These are some scripts to implement materialized views in PostgreSQL.

PROJECT GOALS

In a nutshell, we want to implement materialized views in PostgreSQL. That
means basically one of three things.

1) The "SNAPSHOT" materialized view is like a picture taken at a point in
time, namely the last time the materialized view was refreshed or altered.
This provides an easy way to cache data that may take a lot of work to get.

This is really easy to implement.

2) The "AUTO UPDATING" materialized view is like a working view, except that
it has a constantly updating cache. Whenever data that affects the view is
changed, the data in the view will be updated. There are two ways to go about
this:

    A) The eager way. Every change that is made that can possibly affect the
    materialized view is propagated to the materialized view. The data is
    always accurate.

    This method is slow if you do a lot of data modifications compared to the
    number of selects. However, your data is accurate. You should really
    question whether you really want a materialized view if the data changes
    often and you still need it to be accurate.

    B) The lazy way. Don't update the materialized view until you are done
    with your transaction. Therefore, within a transaction, there is no
    guarantee that the data in the materialized view is accurate.

    This method is a little bit better than (A), but still suffers the same
    problems.

    C) The very lazy way. Updating the materialized view is put off until
    someone actually tries and gets the data in the view. Perhaps the entire
    data set is updated, or the rows that are actually accessed are updated,
    or something to that effect.

    This method is probably only good if you do a lot of updates, then a lot
    of selects, but not both at the same time.

MUTABLE functions like now() and others that have different outputs given the
same input will pose tremendous hurdles for method (2). It may be impossible
to get it quite right. However, we may be able to fudge now() and say
something like "Sure, we know now() changes every instant, but we'll only
update the table due to changes to now() once a day."

(2) is a lot harder than (1) to implement, but the benefits can be tremendous.

IDEAS

Using an optimizer to find the best way to update a materialized view should
data change. For small data sets, it may be better to just drop all the data
and recreate it. For larger, more complicated sets, it may make sense to
delete a range of tuples and refresh them. We'll have to have multiple methods
of performing the materialized view updates, and keep them around in case they
might be the most effective way in a corner case.

One way to do things is to see if most of one column is of one value. If so,
then set all the rows to that value and let the update work only on the ones
that are not that value.
    
INSTALLATION

1) Run the installation script install.sql. This will setup the tables and
triggers needed.
    
    $ psql [your options here] -f install.sql

Report any errors you see.

2) Configure your environment for perl's DBI module.

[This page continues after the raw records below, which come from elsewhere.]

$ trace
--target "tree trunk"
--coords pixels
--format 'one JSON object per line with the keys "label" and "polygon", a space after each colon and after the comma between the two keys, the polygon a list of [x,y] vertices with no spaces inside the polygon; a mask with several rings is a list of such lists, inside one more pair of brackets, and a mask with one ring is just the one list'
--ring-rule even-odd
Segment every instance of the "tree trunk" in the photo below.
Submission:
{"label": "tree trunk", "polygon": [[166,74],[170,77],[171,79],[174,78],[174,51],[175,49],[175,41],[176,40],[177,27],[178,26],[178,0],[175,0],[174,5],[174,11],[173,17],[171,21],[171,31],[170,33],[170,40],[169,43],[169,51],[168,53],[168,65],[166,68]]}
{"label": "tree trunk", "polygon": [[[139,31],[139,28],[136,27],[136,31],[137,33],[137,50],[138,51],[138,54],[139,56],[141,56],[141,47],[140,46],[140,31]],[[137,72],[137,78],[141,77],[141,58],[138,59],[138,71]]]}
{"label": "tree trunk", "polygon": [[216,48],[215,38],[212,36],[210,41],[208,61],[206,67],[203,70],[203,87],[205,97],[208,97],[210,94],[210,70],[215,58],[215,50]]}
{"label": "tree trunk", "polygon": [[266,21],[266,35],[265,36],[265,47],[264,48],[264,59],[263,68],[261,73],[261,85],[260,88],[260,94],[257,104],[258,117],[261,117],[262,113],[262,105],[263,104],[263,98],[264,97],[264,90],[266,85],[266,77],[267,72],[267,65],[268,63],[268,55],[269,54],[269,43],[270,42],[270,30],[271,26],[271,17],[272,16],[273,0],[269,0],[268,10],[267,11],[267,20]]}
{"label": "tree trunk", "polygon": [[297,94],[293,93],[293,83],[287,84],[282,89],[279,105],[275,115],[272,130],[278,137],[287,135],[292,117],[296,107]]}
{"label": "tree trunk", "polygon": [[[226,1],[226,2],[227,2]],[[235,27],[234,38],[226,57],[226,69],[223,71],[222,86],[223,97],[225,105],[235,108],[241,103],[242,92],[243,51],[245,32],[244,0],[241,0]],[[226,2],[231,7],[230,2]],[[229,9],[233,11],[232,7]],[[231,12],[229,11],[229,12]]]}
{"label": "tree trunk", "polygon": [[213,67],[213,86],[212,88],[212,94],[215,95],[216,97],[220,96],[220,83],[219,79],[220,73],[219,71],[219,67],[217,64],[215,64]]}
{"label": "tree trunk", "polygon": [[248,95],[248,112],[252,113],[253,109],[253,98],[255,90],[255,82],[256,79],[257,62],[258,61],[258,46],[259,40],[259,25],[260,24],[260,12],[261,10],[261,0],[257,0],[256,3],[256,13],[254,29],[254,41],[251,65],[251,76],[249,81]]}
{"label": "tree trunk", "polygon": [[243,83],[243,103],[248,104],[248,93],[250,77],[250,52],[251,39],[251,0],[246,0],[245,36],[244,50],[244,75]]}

    $ export DB_DSN=dbi:Pg:dbname=<dbname>

3) Experiment creating, altering, dropping, and refreshing materialized views
with the 'create', 'alter', 'drop', and 'refresh' scripts.

TODO
- Documentation of materialized views, what they are, and how they work is
  necessary. Preferrably, we'd use the same documentation system as PostgreSQL
  itself, so that when we get included, we will have excellent documentation
  to go with it. Documentation includes the front end documentation, typical
  use cases with plenty of examples, as well as back-end documentation.

- Research papers that are relevant should be collected. They should be
  translated so regular old programmers like me can understand them.
  
- Right now, auto updated materialized views are not supported. However, this
  is one of the major project goals. First, we will implement simple updates,
  and then we will apply all the know-how we can find on the internet and come
  up with ourselves to implement more complicated and more efficient updated.

- The tables created by materialized views should have restrictions so that
  only the update triggers and the refresh script can modify them.

- Refresh should only work for non-auto updated materialized views.

CONTRIBUTING

Feel free to email me with questions, suggestions, and thoughts. Links to
relevant information, photocopies of sections of good textbooks, and such are
warmly welcomed.

If you have something better, I am willing to ditch this and help out.

AUTHOR

Jonathan Gardner <jgardner@jonathangardner.net>

COPYRIGHT

Copyright (c) 2003 Jonathan Gardner

LICENSE

The perl scripts are tentatively licensed under the terms of perl itself. I
haven't decided on an appropriate license for everything. Personally, I'm a
big fan of GPL, but I know a lot of people prefer BSD-style licenses,
especially near PostgreSQL.